Tony Ruiz, a partner at New York's Vidal Partnership, said there are some areas of the country where there's no way companies can fulfill their sales potential unless they heavily leverage the Hispanic market. And a company that doesn't know what to do and how to do it could easily lose dominance in markets like Los Angeles, Miami and New York, where the Hispanic population is so heavy.

"It's part of the competitive landscape," Ruiz said.

But a company's knowing it needs to address Hispanics doesn't mean that it will do it well. It starts with a question among some advertisers as to why they need a Hispanic agency in the first place. Why won't a general market agency do, they ask?

Kravetz said that just like hiring an interactive agency to do a Web campaign, a Hispanic agency should be hired to do a Hispanic campaign.

"It's not just about language. It's about culture," said Otero Smart. "They need an agency that understands the culture, that understands the market."

Ruiz predicted the Hispanic marketplace would grow only to the extent that clients get the right kind of leadership from an agency committed to the Hispanic community.

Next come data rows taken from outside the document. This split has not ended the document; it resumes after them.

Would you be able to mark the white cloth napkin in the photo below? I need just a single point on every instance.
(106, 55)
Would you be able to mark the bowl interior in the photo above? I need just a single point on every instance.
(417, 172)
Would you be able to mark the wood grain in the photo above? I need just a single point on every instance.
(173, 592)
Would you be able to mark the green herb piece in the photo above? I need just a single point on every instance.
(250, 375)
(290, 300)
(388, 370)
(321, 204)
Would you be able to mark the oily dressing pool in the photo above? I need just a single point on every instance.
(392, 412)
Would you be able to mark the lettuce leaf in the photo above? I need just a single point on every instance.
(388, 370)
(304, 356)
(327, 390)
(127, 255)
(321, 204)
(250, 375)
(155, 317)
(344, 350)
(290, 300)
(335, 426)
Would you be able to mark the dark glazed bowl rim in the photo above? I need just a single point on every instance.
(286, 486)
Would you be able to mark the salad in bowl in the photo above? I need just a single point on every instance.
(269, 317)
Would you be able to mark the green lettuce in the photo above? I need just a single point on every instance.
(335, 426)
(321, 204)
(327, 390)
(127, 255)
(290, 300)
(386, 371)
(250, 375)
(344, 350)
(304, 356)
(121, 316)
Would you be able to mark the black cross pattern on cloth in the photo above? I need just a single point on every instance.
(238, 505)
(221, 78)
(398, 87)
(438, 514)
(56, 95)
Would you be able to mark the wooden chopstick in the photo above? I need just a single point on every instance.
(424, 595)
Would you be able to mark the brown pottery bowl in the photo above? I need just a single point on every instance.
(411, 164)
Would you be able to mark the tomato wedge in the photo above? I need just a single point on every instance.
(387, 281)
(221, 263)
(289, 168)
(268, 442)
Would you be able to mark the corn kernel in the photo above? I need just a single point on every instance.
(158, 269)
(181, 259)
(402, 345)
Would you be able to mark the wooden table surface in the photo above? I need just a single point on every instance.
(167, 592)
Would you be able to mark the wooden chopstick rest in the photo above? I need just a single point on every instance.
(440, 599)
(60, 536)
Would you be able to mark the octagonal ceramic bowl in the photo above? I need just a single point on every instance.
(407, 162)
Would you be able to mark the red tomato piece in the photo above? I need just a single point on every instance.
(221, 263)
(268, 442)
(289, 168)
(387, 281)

Hector Orci, co-chairman of La Agencia de Orci in Los Angeles and the panel's moderator, said that some of the questions that they field now from clients are the same ones they fielded 20 years ago. Other panelists agreed. One sticking point: The idea that general-marketing campaigns will satisfactorily reach the Hispanic population that speaks English. But that isn't the case, Santiago said. He said that even among the Hispanics who speak all or mostly English, at home they prefer messages to come to them in Spanish.

"It's not that they don't go to watch 'Friends,'" Santiago said. "That means that the ad doesn't persuade them as much as an ad in Spanish does."

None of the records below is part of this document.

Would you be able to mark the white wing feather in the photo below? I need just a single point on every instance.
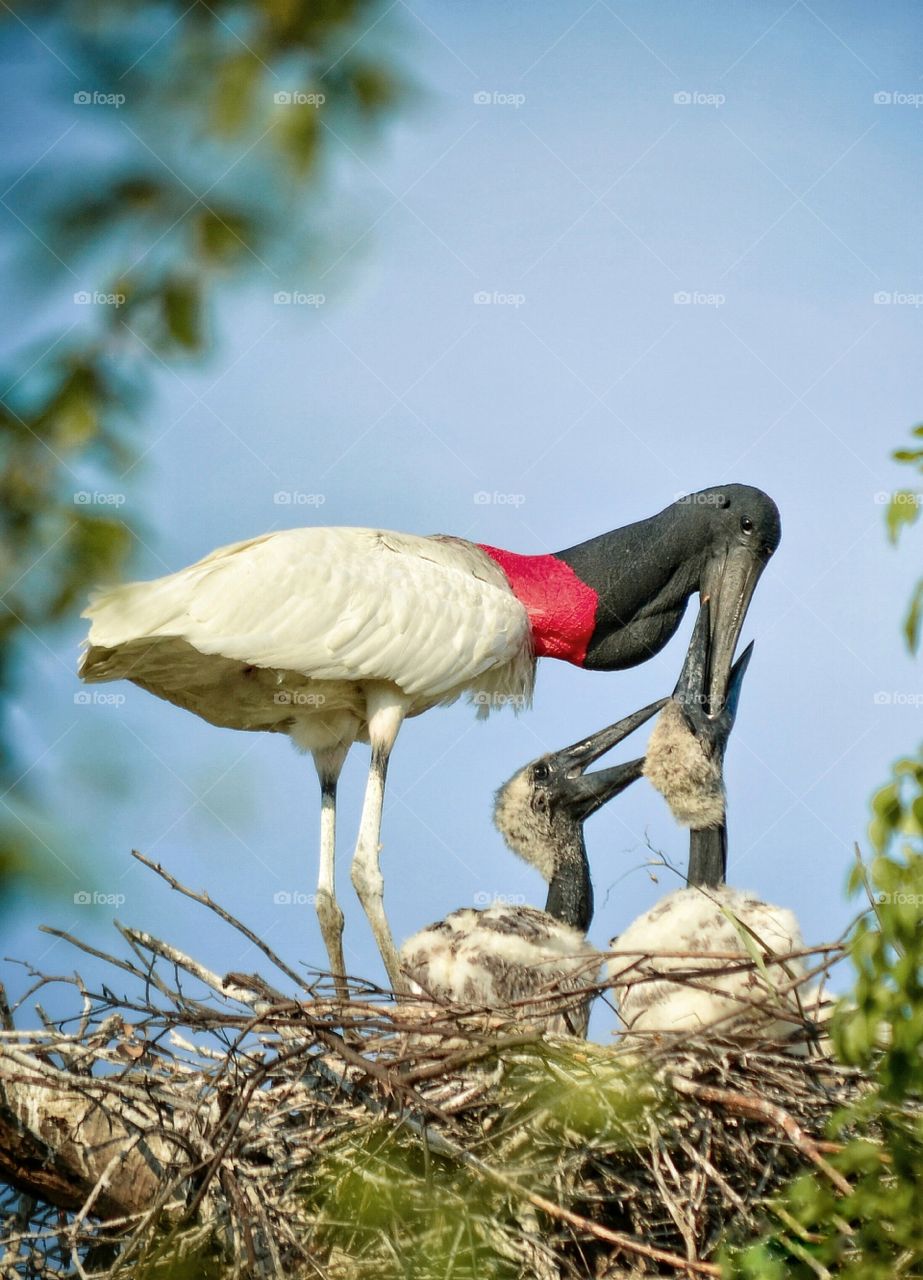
(429, 615)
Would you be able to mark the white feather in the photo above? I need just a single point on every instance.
(279, 632)
(512, 958)
(702, 920)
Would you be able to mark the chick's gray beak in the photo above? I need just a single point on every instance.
(590, 791)
(585, 792)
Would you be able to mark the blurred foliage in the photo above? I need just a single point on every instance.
(213, 169)
(904, 508)
(874, 1233)
(387, 1207)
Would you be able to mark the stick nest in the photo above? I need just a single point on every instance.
(216, 1127)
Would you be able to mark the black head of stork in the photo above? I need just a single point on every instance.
(686, 754)
(540, 813)
(716, 542)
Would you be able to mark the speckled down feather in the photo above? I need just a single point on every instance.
(707, 920)
(501, 955)
(685, 773)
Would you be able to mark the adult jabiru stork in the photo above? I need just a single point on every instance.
(672, 970)
(337, 635)
(535, 960)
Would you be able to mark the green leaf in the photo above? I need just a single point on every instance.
(182, 306)
(912, 622)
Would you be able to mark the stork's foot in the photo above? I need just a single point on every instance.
(369, 885)
(330, 919)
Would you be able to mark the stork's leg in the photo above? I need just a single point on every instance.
(329, 914)
(385, 711)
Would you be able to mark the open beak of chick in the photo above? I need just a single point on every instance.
(686, 750)
(584, 792)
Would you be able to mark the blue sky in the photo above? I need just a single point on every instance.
(681, 215)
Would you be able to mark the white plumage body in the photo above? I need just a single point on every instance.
(506, 956)
(283, 631)
(704, 920)
(329, 635)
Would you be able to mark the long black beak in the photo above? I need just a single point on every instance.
(708, 848)
(585, 792)
(727, 584)
(694, 681)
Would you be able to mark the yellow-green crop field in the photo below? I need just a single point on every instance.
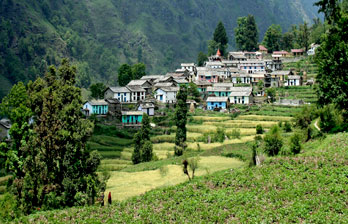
(123, 185)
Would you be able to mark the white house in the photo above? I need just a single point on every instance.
(137, 93)
(123, 94)
(166, 94)
(241, 95)
(293, 80)
(148, 108)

Even among the younger population, the advertising aimed at English-speaking Latinos has suffered from a lack of resources on TV.

"Part of the problem is the environment where you deliver those messages. There hasn't been a critical mass of English-language programming that is of specific interest to Latinos of any age," Kravetz said.

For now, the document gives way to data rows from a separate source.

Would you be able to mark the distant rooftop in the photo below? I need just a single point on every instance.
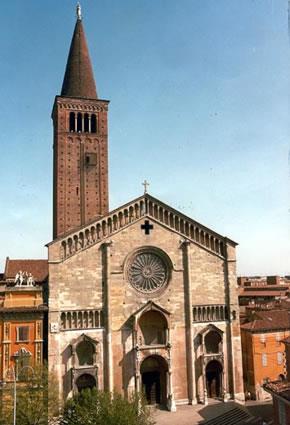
(38, 269)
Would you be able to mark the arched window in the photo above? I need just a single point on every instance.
(79, 123)
(85, 352)
(72, 122)
(86, 123)
(93, 123)
(153, 327)
(212, 342)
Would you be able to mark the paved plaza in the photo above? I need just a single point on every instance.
(192, 415)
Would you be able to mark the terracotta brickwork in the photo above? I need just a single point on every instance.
(80, 163)
(263, 351)
(142, 298)
(81, 283)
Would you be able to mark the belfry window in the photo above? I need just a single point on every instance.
(79, 123)
(72, 122)
(86, 123)
(93, 123)
(85, 353)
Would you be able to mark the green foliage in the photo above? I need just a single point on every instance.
(37, 398)
(92, 407)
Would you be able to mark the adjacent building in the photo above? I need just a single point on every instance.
(23, 312)
(263, 350)
(280, 391)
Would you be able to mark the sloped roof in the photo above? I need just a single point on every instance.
(146, 206)
(79, 79)
(268, 320)
(38, 268)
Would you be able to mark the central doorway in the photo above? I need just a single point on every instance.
(213, 375)
(153, 372)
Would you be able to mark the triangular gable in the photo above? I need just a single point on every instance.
(211, 327)
(151, 305)
(143, 207)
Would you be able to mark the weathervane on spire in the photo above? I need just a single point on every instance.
(79, 12)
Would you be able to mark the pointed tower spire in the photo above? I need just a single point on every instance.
(79, 78)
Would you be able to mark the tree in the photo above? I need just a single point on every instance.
(92, 407)
(37, 398)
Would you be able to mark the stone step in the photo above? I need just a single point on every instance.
(235, 416)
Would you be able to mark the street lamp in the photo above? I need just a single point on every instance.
(14, 375)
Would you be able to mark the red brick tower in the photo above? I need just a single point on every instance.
(80, 186)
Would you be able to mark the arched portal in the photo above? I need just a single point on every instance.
(213, 374)
(153, 327)
(85, 381)
(153, 372)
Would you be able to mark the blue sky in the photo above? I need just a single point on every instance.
(199, 107)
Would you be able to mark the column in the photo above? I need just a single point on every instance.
(188, 323)
(108, 319)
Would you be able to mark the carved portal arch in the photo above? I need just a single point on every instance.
(85, 353)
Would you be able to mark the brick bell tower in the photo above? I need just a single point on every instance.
(80, 186)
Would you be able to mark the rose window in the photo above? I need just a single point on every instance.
(147, 272)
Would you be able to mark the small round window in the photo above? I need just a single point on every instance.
(147, 272)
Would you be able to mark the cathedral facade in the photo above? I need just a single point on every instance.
(142, 298)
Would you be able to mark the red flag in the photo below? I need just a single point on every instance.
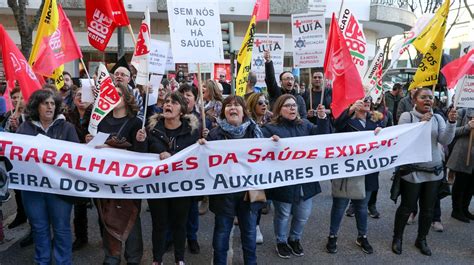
(338, 66)
(17, 67)
(103, 17)
(59, 48)
(263, 12)
(454, 70)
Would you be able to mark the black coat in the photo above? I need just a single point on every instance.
(275, 91)
(226, 204)
(347, 124)
(290, 194)
(159, 142)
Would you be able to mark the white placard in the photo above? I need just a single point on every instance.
(87, 90)
(195, 31)
(465, 92)
(275, 43)
(158, 56)
(309, 40)
(213, 168)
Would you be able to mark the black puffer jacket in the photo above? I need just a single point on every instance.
(286, 129)
(226, 204)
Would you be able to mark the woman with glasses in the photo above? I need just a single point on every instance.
(234, 123)
(357, 117)
(120, 218)
(212, 100)
(293, 200)
(420, 181)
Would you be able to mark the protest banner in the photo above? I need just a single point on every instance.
(465, 92)
(275, 43)
(309, 33)
(53, 166)
(355, 39)
(195, 31)
(106, 101)
(158, 56)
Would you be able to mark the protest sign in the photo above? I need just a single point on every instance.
(465, 92)
(106, 101)
(195, 31)
(309, 33)
(54, 166)
(275, 43)
(158, 56)
(355, 39)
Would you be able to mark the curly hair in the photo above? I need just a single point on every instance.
(237, 99)
(277, 117)
(38, 97)
(213, 90)
(129, 100)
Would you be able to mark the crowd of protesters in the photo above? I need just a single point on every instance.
(175, 122)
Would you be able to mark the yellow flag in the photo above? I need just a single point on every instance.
(47, 25)
(244, 58)
(430, 44)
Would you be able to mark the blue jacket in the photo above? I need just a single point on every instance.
(285, 129)
(345, 123)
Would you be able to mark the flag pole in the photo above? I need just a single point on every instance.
(133, 35)
(201, 98)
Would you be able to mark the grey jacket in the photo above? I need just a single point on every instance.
(458, 157)
(441, 132)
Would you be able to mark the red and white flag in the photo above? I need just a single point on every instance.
(141, 54)
(338, 66)
(456, 69)
(263, 12)
(103, 16)
(59, 48)
(16, 67)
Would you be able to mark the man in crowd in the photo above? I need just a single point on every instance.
(393, 98)
(287, 81)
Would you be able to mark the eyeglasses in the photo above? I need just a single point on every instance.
(290, 105)
(121, 74)
(426, 97)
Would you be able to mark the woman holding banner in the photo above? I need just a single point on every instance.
(46, 210)
(421, 181)
(234, 123)
(357, 117)
(169, 133)
(121, 218)
(293, 200)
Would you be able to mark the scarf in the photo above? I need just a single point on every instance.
(239, 131)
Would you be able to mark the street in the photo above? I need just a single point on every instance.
(453, 246)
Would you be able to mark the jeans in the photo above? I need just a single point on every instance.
(169, 213)
(427, 194)
(222, 228)
(360, 208)
(300, 210)
(45, 210)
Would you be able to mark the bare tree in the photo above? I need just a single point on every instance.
(25, 24)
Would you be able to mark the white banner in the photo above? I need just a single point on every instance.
(275, 43)
(355, 40)
(158, 56)
(465, 92)
(309, 40)
(195, 29)
(53, 166)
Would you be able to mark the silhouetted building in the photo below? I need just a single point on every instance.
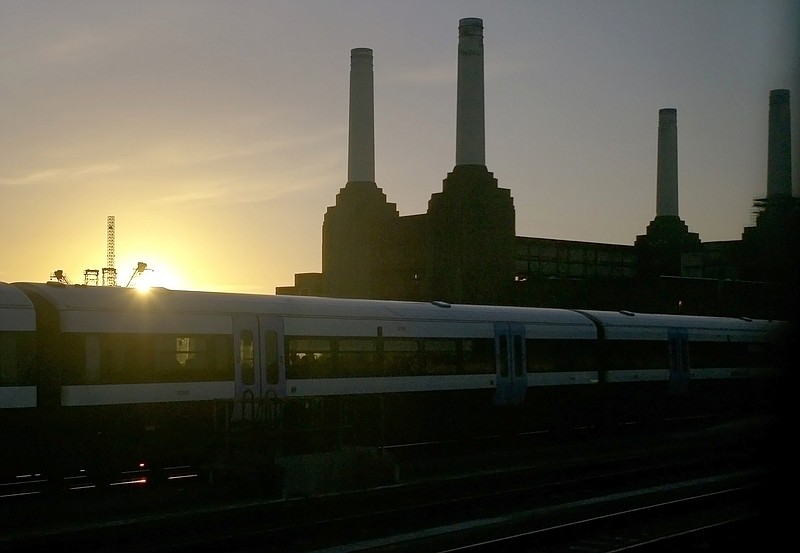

And even when the language of choice is English - although studies have shown that ads targeting Hispanics are more effective in Spanish - general market techniques don't take into account the cultural effect.

"There seems to be an assumption . that if a Latino is English-dominant they cease to be culturally Latino," Kravetz said. "People remain culturally Latino even when they choose to speak English some or most of the time."

Next story loading loading..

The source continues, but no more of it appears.